Ten years ago, in the run-up to the U.S. invasion of Iraq, Europeans were deeply divided.
The weekly meetings of the North Atlantic Council, NATO’s main decisionmaking body, degenerated into shouting matches between the U.S. and the French ambassadors. The EU retreated into itself, while “old” and “new” Europe each adopted the high moral ground over Iraq.
The stance that Europe’s leaders took in 2003 at least reflected public opinion in their countries. France, Germany, and the Benelux countries (“old” Europe) gathered on one side of the divide. Along with Russia, they openly opposed the U.S.-led invasion. On the other side were the countries of Eastern Europe, Britain, Spain, Portugal, and Italy (“new” Europe).
Those divisions, which almost tore NATO apart and dealt a battering to the EU’s foreign and security policy, took a long time to overcome. They revealed how hollow NATO and the EU had become on strategic thinking and common purpose.
Today, the situation seems even worse.
As the death toll in Syria mounts, with civilians murdered with chemical weapons, Europe is in even worse shape strategically than in 2003. The most important countries—Britain, France, and Germany—have failed to project any kind of European leadership.
It was Russia, and not any European nation, that this week proposed putting Syria’s chemical weapons under international supervision. This says a lot about the EU’s lack of a strategic response to such a fundamental security policy issue as the alleged use of chemical weapons by Syrian President Bashar al-Assad.
David Cameron, the British prime minister, believed he was providing leadership by being gung-ho for military action against Syria. But he was forced to back away from that position after his humiliating defeat on the issue in the House of Commons two weeks ago. François Hollande, the French president, who was just as bellicose as Cameron, has had to mellow his stance too.
As for Germany, Chancellor Angela Merkel, who is facing reelection on September 22, has successfully played for time. She has been calling for a political solution and waiting for the UN inspectors to release their findings about the chemical weapons attacks.
At least Merkel has been consistent. Ever since the beginning of the Syrian civil war, she has never swerved from referring to the need to involve the UN Security Council, knowing perfectly well that it could never sanction the use of force because of the likely Russian and Chinese vetoes.
She has never swerved, either, from calling for a diplomatic solution to be kept on the table, even though talks have so far proved ineffective.

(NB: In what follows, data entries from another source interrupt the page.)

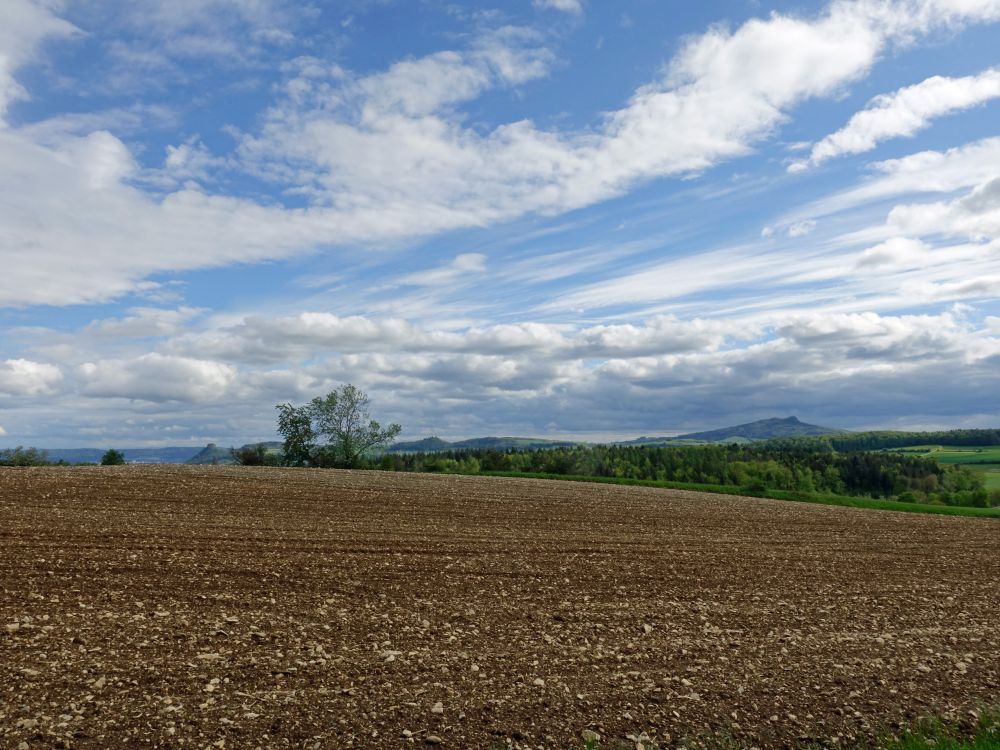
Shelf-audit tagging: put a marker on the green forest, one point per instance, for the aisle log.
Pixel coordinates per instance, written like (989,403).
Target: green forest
(765,466)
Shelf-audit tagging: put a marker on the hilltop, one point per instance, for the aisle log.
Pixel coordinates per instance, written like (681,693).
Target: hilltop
(762,429)
(436,444)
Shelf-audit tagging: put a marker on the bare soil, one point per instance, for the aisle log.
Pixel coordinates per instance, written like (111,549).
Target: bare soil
(224,607)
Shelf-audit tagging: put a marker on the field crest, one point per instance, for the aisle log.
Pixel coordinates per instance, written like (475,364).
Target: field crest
(287,607)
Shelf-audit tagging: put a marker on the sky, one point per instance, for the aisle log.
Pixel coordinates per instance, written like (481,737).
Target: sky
(535,217)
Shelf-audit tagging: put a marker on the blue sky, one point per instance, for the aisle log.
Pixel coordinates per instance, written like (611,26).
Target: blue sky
(548,217)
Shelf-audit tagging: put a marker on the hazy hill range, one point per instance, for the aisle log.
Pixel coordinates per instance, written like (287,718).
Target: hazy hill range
(435,444)
(169,455)
(762,429)
(214,454)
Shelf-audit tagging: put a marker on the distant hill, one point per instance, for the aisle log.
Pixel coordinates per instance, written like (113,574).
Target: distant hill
(213,454)
(170,455)
(762,429)
(437,445)
(751,432)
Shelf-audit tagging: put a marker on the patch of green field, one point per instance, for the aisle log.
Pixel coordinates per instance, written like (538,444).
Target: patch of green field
(801,497)
(956,454)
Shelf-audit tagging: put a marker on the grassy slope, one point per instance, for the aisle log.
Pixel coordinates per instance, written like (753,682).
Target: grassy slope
(983,459)
(850,502)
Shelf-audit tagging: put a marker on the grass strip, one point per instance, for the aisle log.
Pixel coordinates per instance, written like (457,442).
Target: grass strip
(795,496)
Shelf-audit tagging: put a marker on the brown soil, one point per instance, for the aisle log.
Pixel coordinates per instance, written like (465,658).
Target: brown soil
(222,607)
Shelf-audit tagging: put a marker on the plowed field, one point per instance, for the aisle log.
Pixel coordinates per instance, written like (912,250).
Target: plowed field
(222,607)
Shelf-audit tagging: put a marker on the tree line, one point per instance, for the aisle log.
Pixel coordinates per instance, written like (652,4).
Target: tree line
(754,467)
(887,439)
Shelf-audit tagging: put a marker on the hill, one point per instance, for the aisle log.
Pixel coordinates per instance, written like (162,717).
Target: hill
(168,455)
(762,429)
(213,454)
(437,445)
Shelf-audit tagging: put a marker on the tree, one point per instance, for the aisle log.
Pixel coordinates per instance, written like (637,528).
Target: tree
(113,458)
(295,425)
(341,419)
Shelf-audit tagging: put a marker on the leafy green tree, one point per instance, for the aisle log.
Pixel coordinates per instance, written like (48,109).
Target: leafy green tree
(113,458)
(295,426)
(336,429)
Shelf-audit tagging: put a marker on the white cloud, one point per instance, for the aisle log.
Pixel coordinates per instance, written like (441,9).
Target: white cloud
(26,23)
(388,156)
(464,264)
(567,6)
(903,113)
(157,377)
(975,215)
(900,252)
(22,377)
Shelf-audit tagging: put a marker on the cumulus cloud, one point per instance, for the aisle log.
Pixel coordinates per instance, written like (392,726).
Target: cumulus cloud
(26,24)
(22,377)
(900,252)
(903,113)
(390,156)
(975,215)
(567,6)
(853,368)
(157,377)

She has never referred to redlines. She knew what U.S. President Barack Obama had yet to discover: how immensely difficult it is to make good on any such threat.
Above all, she has never lost sight of the German public’s position on the Syrian crisis. Opinion polls repeatedly show that Germans are staunchly opposed to any military intervention in Syria.

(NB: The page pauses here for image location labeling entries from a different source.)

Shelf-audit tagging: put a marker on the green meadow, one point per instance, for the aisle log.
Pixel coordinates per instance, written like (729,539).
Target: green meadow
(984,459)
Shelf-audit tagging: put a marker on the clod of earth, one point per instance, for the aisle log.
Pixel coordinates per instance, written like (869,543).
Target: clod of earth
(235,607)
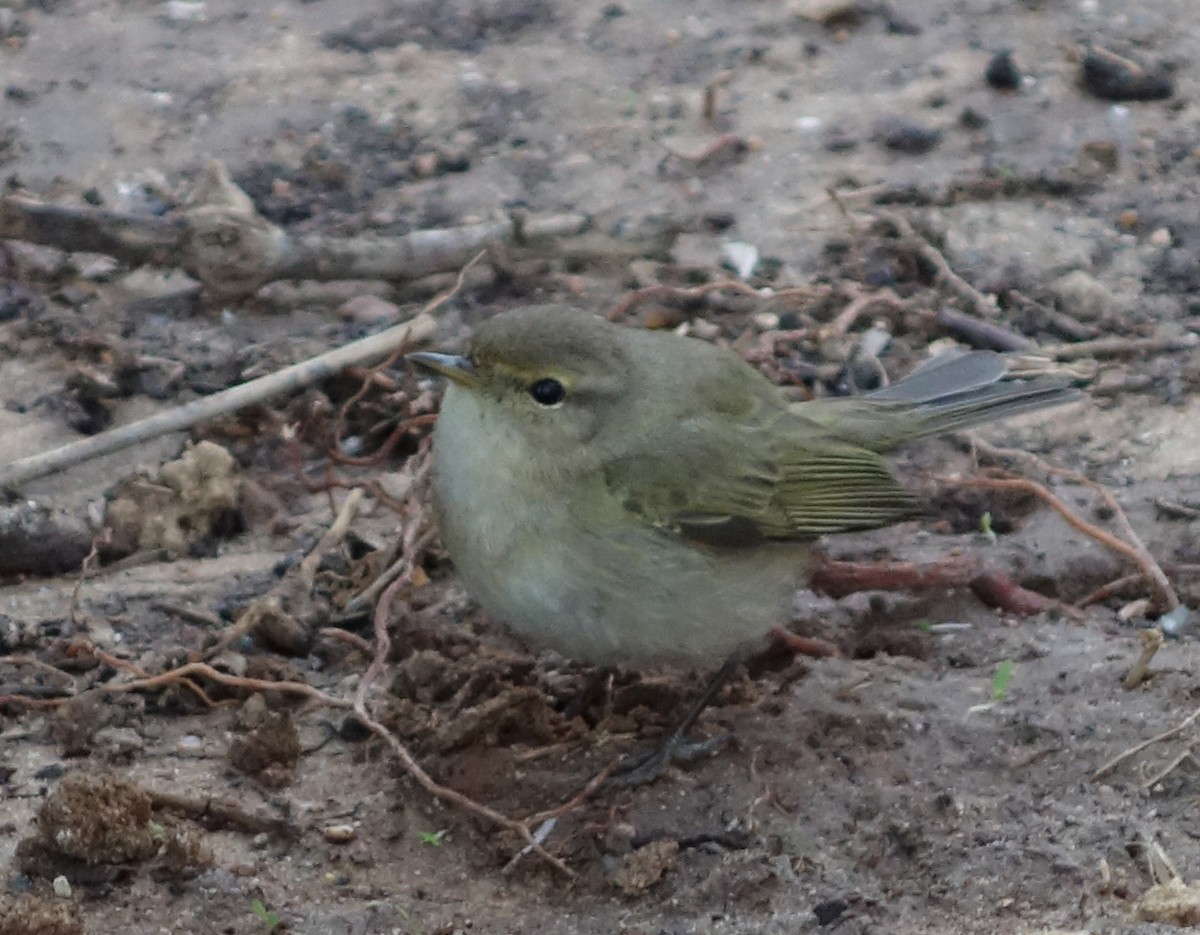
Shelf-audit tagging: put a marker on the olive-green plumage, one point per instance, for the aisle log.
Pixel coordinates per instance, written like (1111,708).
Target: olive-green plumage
(628,496)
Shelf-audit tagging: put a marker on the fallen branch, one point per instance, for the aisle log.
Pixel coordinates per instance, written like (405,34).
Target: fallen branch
(1134,750)
(976,301)
(1111,347)
(288,379)
(1134,549)
(221,239)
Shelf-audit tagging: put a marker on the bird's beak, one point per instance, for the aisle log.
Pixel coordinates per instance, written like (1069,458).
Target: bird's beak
(455,369)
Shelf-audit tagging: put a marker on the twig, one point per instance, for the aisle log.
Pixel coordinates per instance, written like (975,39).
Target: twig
(1170,767)
(222,240)
(333,537)
(1111,347)
(383,647)
(1134,750)
(975,300)
(1151,641)
(981,334)
(288,379)
(681,293)
(1134,550)
(858,306)
(251,684)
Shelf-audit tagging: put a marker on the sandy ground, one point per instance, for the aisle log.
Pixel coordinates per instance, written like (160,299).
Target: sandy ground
(895,789)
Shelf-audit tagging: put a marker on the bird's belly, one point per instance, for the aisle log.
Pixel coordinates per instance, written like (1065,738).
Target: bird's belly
(597,585)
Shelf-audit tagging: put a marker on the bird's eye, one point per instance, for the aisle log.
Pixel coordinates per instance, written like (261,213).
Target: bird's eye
(547,391)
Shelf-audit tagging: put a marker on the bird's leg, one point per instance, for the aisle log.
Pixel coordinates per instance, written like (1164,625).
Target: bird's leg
(676,748)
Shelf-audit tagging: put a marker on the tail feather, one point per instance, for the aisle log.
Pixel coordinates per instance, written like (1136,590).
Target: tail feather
(942,396)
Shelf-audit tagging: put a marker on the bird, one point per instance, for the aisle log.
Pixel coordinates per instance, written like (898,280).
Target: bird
(631,498)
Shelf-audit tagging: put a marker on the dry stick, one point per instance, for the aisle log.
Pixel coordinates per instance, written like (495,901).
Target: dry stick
(252,684)
(288,379)
(976,301)
(859,306)
(1134,750)
(1151,641)
(1170,767)
(1134,550)
(1110,347)
(221,234)
(383,647)
(1108,591)
(227,813)
(697,292)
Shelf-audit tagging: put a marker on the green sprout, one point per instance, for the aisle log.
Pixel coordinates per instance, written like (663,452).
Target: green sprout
(269,917)
(1001,678)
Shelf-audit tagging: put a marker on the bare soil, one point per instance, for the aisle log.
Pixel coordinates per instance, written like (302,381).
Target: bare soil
(898,787)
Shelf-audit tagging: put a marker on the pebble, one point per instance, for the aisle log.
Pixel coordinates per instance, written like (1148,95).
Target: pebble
(1002,72)
(905,136)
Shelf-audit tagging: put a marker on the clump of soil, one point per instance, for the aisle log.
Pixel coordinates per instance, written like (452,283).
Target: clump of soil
(37,916)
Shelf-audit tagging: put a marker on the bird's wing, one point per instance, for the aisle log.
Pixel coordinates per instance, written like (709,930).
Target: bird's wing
(739,484)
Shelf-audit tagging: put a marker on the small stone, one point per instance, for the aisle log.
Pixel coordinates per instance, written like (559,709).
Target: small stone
(1111,77)
(340,833)
(117,742)
(647,865)
(1081,295)
(425,166)
(1002,72)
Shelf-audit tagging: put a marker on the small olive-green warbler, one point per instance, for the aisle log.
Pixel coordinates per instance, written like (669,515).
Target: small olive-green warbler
(628,496)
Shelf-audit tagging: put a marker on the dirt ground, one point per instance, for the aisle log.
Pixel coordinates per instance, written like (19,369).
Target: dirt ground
(901,786)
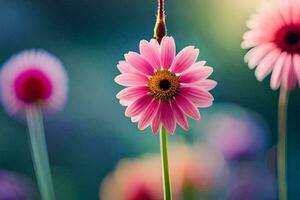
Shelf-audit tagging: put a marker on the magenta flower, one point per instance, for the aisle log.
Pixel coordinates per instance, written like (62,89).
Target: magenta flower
(164,88)
(274,37)
(32,81)
(30,77)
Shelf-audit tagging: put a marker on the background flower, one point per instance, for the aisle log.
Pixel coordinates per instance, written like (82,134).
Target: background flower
(15,187)
(198,167)
(274,37)
(31,77)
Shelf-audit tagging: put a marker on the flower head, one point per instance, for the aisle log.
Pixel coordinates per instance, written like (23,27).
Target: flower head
(31,77)
(274,37)
(162,87)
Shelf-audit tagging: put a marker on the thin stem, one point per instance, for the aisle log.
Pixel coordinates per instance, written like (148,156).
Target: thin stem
(165,164)
(160,29)
(39,152)
(161,9)
(282,144)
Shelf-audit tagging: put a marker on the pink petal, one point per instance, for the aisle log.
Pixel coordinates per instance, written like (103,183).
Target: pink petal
(139,63)
(124,68)
(185,58)
(138,106)
(197,95)
(207,84)
(167,116)
(168,51)
(288,78)
(195,75)
(132,93)
(187,107)
(179,116)
(156,123)
(296,61)
(266,65)
(148,115)
(277,72)
(131,80)
(197,65)
(150,53)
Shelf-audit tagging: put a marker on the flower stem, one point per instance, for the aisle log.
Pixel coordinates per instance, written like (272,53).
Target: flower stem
(282,141)
(160,29)
(165,164)
(39,152)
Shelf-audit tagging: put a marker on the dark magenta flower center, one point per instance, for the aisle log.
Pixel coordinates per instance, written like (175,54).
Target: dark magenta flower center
(165,84)
(33,86)
(288,38)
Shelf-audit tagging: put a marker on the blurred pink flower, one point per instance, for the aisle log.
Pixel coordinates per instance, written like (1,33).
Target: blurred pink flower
(140,179)
(162,89)
(274,37)
(33,76)
(235,131)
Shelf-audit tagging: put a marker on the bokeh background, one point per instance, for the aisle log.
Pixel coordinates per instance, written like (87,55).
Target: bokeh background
(88,139)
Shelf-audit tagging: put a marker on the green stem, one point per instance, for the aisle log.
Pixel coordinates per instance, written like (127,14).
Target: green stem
(282,144)
(39,152)
(165,164)
(160,29)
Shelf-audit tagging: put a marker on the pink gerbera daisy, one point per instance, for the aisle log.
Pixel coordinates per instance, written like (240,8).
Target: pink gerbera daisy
(164,88)
(274,37)
(31,77)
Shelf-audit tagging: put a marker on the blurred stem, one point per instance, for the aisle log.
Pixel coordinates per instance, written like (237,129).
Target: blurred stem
(160,29)
(39,152)
(282,144)
(165,164)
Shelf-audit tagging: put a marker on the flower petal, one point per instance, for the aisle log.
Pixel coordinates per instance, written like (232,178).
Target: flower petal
(288,78)
(168,51)
(185,58)
(167,116)
(124,68)
(139,63)
(156,122)
(197,95)
(207,84)
(138,106)
(132,93)
(131,80)
(266,65)
(150,53)
(148,115)
(296,61)
(179,116)
(276,77)
(195,75)
(187,107)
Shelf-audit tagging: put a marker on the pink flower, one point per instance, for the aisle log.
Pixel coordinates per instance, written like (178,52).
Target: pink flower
(274,37)
(31,77)
(199,167)
(164,88)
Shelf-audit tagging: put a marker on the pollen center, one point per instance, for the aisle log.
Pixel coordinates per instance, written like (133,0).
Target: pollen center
(288,38)
(292,38)
(163,85)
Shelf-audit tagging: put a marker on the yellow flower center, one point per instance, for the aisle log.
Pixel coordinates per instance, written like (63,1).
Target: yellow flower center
(163,85)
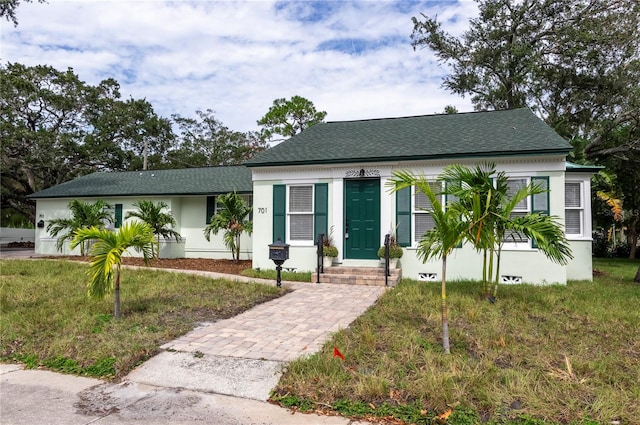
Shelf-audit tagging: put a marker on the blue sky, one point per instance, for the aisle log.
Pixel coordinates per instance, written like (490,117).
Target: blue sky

Even the chemical weapons attack did not change the public’s mind. This is despite the Germans’ loathing of such weapons and their historical connotations, as well as Germany’s commitment to disarmament and upholding international weapons treaties.
Cameron and Hollande, in contrast, lost sight of how war-weary their voters are and how anti-American they have become.
The British in particular have seen far too many body bags return from the wars in Iraq and Afghanistan. Every public-opinion poll shows that the British are not prepared to back the United States with troops again, especially since the Obama administration was going to bypass the UN Security Council.
As for Hollande, who had won so much praise for sending French troops into Mali earlier this year, perhaps he believed he could repeat that show of resolve over Syria. But, like Cameron, he misjudged the public’s mood. The French are opposed to any kind of military action against Syria. Now, Hollande’s opponents are accusing him of being America’s lackey.
What this means is that the leaders of Europe’s two most important military powers have acted totally out of sync with their publics. Voters in the UK and France seem increasingly German in outlook: cautious, pacifist, inward-looking, and critical of Obama’s foreign policy. The same can be said of many other European countries.
These trends point to a new Europe in which the political resolve for serious diplomacy is lacking, and the conviction to enforce international weapons conventions, if necessary, is absent. Europeans, including NATO allies, have even eschewed the noble and humanistic principle of the responsibility to protect.
If the Iraq War highlighted the divisions between “new” and “old” Europe, Syria has exposed another kind of new Europe devoid of any strategy.